December 4, 2014 - 12:49
It took me a couple of tries to begin to understand the terms and main ideas in the essay "Critical Bifocality and Circuits of Privelage: Expanding Critical Ethnographic Theory and Design" by Lois Weis and Michelle Fine. I wasnt able to form an opinion until about page five, when Weis and Fina paraphrase Gloria Ladson Billings, essentially saying that inequality gaps in education are a call for investigation into the relationship between deficit and privelage. Weis and Fine look at the effects of the global sphere on local spaces and are interested in how, and why the elevation of one sector leads to the plight of another. They say "we want to encourage designs that trace how widening inequaltiy gaps penetrate lives and ... how the accumulation of privelage is implicated in the deepening of poverty" ( Weis and Fine 5) .

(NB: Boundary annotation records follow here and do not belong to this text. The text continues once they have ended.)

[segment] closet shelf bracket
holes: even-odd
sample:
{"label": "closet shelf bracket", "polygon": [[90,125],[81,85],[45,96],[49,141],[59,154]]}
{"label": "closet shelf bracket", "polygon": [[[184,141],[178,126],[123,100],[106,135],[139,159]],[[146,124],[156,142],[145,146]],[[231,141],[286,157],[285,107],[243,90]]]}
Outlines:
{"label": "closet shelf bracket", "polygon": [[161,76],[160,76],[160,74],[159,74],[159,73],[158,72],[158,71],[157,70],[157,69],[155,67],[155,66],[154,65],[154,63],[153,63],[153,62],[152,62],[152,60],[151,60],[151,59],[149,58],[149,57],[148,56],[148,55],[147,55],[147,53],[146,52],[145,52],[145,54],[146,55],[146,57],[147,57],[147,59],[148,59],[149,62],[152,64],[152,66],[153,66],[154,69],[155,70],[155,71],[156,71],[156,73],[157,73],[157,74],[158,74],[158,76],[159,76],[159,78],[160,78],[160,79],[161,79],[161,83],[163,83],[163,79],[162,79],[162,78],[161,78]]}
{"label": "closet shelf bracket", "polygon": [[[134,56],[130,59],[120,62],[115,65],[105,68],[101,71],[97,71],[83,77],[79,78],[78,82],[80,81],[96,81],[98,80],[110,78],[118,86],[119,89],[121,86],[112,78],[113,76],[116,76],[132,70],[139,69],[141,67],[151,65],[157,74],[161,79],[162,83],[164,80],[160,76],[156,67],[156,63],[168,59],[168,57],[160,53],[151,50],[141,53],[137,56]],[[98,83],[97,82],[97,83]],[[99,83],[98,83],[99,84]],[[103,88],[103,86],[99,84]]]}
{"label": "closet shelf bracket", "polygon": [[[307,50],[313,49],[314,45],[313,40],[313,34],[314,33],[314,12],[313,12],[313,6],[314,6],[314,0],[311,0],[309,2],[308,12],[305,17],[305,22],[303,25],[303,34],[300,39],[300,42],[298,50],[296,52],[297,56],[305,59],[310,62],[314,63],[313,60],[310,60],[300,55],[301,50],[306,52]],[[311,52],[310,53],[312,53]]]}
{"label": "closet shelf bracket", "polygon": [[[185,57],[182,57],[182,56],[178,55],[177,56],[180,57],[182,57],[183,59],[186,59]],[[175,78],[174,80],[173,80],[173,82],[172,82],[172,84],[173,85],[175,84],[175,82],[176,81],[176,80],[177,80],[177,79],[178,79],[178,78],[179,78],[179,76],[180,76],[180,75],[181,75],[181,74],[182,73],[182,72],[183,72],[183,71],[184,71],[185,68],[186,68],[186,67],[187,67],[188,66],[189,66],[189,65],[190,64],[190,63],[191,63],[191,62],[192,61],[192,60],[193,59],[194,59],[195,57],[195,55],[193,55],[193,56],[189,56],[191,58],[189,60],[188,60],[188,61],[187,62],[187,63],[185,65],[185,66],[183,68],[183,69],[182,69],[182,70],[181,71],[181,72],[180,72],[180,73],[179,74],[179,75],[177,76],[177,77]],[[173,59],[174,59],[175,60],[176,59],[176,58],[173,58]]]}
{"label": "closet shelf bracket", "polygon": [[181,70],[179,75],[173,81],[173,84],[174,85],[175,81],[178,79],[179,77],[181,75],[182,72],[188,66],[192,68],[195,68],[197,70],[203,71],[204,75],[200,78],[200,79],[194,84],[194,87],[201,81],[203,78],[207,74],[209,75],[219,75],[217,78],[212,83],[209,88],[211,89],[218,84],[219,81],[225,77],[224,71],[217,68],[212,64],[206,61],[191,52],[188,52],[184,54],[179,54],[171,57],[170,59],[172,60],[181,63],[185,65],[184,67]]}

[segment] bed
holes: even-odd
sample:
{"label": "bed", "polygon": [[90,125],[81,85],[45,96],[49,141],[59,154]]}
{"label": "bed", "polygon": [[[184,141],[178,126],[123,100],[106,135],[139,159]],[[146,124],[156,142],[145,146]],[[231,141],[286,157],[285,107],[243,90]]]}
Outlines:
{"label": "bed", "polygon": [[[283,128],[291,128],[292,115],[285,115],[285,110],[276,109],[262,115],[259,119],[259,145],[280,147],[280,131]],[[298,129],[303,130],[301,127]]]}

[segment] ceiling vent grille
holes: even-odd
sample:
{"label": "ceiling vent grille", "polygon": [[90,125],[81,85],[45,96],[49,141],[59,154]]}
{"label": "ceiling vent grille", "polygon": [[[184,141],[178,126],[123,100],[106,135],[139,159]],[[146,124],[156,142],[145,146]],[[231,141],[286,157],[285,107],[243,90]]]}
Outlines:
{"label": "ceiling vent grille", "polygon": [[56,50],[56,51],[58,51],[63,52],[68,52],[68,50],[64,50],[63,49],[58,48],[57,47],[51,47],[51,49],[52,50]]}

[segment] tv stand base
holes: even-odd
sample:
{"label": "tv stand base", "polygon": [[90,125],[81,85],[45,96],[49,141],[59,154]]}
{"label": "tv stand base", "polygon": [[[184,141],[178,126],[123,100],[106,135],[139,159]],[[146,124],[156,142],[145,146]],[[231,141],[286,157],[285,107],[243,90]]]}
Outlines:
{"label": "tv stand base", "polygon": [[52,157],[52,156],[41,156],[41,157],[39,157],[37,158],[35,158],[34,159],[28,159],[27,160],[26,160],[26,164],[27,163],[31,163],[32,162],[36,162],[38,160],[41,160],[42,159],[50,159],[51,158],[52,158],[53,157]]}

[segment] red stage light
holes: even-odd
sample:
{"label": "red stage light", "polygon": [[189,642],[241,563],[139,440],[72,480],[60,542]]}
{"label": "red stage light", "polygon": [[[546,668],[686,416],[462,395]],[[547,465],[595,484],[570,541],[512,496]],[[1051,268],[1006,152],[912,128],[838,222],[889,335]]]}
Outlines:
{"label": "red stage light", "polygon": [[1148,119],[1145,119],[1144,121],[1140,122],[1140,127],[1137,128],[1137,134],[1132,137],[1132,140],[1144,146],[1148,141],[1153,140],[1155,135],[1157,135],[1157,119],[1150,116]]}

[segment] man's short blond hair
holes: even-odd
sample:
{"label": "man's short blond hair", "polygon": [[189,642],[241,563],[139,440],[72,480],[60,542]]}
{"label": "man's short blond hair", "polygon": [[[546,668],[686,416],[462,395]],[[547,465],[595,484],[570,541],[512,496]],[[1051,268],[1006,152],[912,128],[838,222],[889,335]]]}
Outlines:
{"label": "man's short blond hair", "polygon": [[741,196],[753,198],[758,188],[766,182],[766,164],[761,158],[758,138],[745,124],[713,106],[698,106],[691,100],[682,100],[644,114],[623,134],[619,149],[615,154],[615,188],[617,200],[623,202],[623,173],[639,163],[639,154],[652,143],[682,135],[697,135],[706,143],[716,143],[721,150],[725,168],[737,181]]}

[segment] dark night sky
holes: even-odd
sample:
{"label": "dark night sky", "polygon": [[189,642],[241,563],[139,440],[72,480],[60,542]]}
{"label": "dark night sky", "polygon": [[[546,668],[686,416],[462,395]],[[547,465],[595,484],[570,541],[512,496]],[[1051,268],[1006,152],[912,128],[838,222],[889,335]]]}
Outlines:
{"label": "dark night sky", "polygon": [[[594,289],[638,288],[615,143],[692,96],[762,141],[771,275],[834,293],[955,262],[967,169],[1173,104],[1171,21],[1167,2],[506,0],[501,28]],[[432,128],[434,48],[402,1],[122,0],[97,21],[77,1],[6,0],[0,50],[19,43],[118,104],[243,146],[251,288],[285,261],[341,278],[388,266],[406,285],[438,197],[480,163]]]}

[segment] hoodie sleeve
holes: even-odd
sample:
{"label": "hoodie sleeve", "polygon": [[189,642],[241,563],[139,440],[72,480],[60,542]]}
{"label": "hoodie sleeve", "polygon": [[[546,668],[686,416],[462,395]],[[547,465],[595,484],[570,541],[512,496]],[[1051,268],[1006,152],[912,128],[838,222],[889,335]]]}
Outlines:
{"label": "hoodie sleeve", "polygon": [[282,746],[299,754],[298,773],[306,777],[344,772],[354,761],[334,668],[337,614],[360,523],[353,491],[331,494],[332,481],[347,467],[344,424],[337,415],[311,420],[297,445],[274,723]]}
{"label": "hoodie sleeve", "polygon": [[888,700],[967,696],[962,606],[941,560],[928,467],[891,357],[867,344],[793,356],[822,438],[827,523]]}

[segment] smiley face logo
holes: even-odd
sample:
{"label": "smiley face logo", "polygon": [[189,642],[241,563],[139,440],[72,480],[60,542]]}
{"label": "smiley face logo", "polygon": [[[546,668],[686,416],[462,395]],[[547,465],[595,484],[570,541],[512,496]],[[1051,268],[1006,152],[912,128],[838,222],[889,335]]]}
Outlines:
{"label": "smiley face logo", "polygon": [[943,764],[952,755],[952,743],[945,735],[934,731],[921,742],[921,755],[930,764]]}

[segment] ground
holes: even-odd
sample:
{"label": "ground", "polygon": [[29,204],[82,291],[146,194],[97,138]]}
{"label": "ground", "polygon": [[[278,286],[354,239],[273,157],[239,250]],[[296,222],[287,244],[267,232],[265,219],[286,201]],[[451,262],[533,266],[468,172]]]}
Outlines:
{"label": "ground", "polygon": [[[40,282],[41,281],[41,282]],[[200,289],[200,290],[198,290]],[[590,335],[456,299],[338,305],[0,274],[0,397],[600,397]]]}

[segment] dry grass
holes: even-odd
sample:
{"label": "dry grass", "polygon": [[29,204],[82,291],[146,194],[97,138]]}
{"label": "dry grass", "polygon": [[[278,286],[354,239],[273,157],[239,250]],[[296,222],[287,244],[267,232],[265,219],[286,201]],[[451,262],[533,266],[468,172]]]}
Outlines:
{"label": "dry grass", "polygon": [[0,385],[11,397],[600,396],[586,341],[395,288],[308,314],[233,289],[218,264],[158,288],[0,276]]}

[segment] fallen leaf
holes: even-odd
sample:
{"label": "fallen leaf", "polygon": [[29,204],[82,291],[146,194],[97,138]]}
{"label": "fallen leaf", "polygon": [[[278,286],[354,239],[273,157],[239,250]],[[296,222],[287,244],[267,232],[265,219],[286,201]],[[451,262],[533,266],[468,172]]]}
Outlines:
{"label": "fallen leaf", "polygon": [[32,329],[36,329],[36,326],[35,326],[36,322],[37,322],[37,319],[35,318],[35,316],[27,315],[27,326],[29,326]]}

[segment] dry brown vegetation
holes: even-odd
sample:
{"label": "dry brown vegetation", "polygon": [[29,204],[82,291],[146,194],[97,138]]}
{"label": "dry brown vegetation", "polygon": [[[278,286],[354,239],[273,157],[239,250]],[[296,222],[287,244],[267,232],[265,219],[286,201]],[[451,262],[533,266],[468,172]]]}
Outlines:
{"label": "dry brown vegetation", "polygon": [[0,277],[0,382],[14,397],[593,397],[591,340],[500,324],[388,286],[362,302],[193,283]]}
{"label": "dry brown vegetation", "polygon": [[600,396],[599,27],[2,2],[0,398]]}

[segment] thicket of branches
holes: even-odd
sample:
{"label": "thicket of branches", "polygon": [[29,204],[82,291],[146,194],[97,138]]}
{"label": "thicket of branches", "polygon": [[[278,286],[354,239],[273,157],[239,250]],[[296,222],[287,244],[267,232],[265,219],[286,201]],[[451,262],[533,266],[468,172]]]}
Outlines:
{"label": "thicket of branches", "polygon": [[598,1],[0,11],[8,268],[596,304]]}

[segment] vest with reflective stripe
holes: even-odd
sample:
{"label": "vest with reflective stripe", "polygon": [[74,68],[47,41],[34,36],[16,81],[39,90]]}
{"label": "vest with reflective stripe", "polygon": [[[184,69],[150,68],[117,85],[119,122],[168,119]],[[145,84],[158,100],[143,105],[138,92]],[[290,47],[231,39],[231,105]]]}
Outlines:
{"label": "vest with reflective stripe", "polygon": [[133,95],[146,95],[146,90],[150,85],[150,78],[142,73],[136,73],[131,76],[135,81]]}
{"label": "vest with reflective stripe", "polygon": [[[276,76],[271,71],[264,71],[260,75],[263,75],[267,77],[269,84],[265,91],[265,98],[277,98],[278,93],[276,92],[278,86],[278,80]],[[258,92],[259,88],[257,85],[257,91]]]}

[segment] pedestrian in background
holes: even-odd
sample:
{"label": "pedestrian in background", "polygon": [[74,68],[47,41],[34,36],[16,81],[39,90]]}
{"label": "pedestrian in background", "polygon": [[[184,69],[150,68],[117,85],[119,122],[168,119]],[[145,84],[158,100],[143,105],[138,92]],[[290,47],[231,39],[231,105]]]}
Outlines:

I am not confident in my definition of critical bifocality but I think it is the action of what I described above- making close observations and critiques of the way structures are built and who they affect. It is interesting to then apply this to humans and the college application process as Weis and Fine do. The addtion of parent involvement in college acceptance definately furthers the gap between familes with low cultural capital. It means a brilliant and qualified applicant with parents who may not be fluent in the college application process for any reason are at a disadvantage compared to a student's culutral capital doubled by their college savvy parents. Weis and Fine refferd to the middle class as insecure and emmersing themselves into their children's education because of outsourced white collar jobs , further connecting the affects of globalization on youth and their educational descrepencies.